Le proposte riguarderebbero il voto per i fuorisede, la parità di genere, la raccolta elettronica delle firme per la presentazione delle liste e – forse – il voto elettronico. Non escluso, poi, si tenti di intervenire anche sul listone del premio per ‘correggere’ la violazione del principio della riconoscibilità degli eletti e sulla questione che riguarda l’esclusione degli elettori della Valle d’Aosta e del Trentino Alto Adige dal conteggio delle cifre nazionali delle coalizioni.

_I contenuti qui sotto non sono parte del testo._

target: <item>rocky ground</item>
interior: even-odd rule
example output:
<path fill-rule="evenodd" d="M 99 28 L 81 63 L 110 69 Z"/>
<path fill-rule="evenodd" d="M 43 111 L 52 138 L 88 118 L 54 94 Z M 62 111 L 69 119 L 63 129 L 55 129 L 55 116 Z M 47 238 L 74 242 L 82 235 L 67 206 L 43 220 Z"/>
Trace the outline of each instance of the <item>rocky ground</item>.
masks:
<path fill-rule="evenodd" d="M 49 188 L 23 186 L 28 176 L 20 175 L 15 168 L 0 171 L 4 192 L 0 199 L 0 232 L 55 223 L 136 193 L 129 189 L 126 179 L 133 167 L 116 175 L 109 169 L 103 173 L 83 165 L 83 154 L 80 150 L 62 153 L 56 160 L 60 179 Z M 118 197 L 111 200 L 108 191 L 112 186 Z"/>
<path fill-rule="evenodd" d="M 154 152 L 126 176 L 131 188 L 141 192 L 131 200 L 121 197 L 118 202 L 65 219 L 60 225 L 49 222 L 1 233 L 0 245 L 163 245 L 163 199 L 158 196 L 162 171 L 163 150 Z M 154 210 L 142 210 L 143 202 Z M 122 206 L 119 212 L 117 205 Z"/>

Nessun emendamento, secondo quanto viene riferito quando il dossier è ancora tutto da definire, invece, sulla soglia e la consistenza del premio di maggioranza, data la volontà di “non intervenire nel merito su questioni che riteniamo incostituzionali”. Quanto al numero degli emendamenti, è la linea, “saranno parecchi, ma non gli 82 milioni di Calderoli” al ddl Boschi sulle riforme costituzionali. “Noi non siamo Calderoli – è la linea – Non c’è ancora una quantità definita, ma le proposte di modifica potrebbero essere poco meno di un migliaio”.